DECISÃO: Acordam os componentes da 2ª Câmara Especializada Cível, do Tribunal de Justiça do Estado do Piauí, por unanimidade, votar pelo conhecimento e dar provimento ao recurso, para confirmando a liminar de ID 20274482, julgar extinta a execução nº 0000410-27.1999.8.18.0031, que tramita na 1ª Vara Cível da Comarca de Parnaíba. Condenar o agravado em honorários advocatícios que fixo em 15% (quinze por cento) sob o proveito econômico atualizado (AgInt no REsp 1840377 SP 2019/0031754-3). Proceda-se com a desconstituição de eventuais penhoras e de quaisquer inscrições em bancos de dados restritivos de credito em razão da demanda, bem como eventuais multas aplicadas em desfavor dos agravantes. Transcorrido, in albis, o prazo recursal, ARQUIVEM-SE estes autos, dando-lhes, baixa na distribuição.
RELATÓRIO
Trata-se de Agravo de Instrumento interposto por PVP SOCIEDADE ANONIMA e OUTROS em face de decisão proferida nos autos da Execução de Título Extrajudicial nº 0000410-27.1999.8.18.0031, ajuizada pelo BANCO DO BRASIL S/A, ora agravado, na qual se rejeitou a Exceção de Pré-Executividade apresentada pelos ora agravantes.
Aduzem nas razões que fora ajuizada na origem Ação de Execução pelo Banco do Brasil S/A, agravado, sob a alegação de que as recorrentes não adimpliram o contrato firmado entre as partes. Relatam que haviam quitado o débito em acordo feito anteriormente com o banco, no entanto, o processo continuou sua marcha, com a nomeação de perito e aplicação de multa. Afirmam que ao tomarem conhecimento de continuação do feito, foi esclarecido que o caso não poderia mais continuar, haja vista o pagamento integral do débito realizado em acordo anterior com o banco, apresentando Exceção de Pré-executividade.

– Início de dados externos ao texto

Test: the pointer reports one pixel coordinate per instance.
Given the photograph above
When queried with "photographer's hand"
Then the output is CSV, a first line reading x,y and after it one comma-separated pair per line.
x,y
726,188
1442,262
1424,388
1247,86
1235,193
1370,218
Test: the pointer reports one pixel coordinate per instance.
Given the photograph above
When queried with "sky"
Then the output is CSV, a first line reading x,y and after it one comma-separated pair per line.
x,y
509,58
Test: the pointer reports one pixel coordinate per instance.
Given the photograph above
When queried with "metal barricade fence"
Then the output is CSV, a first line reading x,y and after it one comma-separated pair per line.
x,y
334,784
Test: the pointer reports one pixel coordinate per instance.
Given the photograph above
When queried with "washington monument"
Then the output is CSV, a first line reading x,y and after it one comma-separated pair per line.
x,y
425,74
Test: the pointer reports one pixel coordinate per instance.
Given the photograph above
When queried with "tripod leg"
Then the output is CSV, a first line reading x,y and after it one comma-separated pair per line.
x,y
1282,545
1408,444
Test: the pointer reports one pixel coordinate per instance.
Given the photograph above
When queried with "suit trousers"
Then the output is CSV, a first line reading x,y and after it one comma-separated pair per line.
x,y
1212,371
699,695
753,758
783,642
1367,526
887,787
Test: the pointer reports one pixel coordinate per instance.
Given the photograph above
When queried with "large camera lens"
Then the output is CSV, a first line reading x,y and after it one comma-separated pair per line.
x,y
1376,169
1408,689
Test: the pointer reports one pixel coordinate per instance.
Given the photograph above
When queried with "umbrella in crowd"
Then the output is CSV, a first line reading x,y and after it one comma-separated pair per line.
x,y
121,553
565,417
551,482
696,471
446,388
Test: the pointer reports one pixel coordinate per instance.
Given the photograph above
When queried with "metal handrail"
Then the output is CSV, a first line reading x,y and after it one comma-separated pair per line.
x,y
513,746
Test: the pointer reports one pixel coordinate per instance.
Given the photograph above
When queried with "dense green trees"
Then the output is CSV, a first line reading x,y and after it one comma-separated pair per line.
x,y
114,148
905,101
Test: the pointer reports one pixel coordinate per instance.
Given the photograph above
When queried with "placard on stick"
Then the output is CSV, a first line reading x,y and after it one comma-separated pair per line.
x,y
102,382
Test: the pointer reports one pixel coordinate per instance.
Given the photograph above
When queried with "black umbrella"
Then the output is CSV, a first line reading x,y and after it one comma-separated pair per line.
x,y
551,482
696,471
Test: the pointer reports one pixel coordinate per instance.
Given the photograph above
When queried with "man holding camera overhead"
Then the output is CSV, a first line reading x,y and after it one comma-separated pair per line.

Asseveram que a parte exequente apesar de não ter rechaçado o acordo, alegando que apenas deliberou sobre pagamento de parte da dívida e não o todo; que o juízo a quo havia reconhecido a existência e validade do acordo entabulado entre as partes, não sendo acolhido o incidente, ao fundamento de que os agravantes não colacionaram cópia do acordo referido.
Arguiram questão de ordem, aduzindo que o débito foi pago em acordo anterior, tendo, inclusive, procedido com a liberação das garantias pelo próprio banco em processos anteriores, seja extinta a execução, sendo necessária a exclusão da multa. Referiram que embora o douto juízo a quo tenha reconhecido a ocorrência do acordo, não transferiu a responsabilidade inerente a este tipo de demanda (título líquido, certo e exigível e inversão do ônus da prova consumerista) ao banco exequente, pois deve-se considerar que há informação de ausência de dívida, motivo pelo qual cabe à parte agravada demonstrar a existência de fato que comprove a insubsistência dessa alegação, o que não ocorreu, vez que o Banco não juntou aos autos o acordo efetivamente entabulado entre as partes, conforme consta da documentação juntada nos autos do processo nº 0000412-94.1999.8.18.0031 na qual o banco informa o ACORDO e a liberação de TODAS as garantias ofertadas.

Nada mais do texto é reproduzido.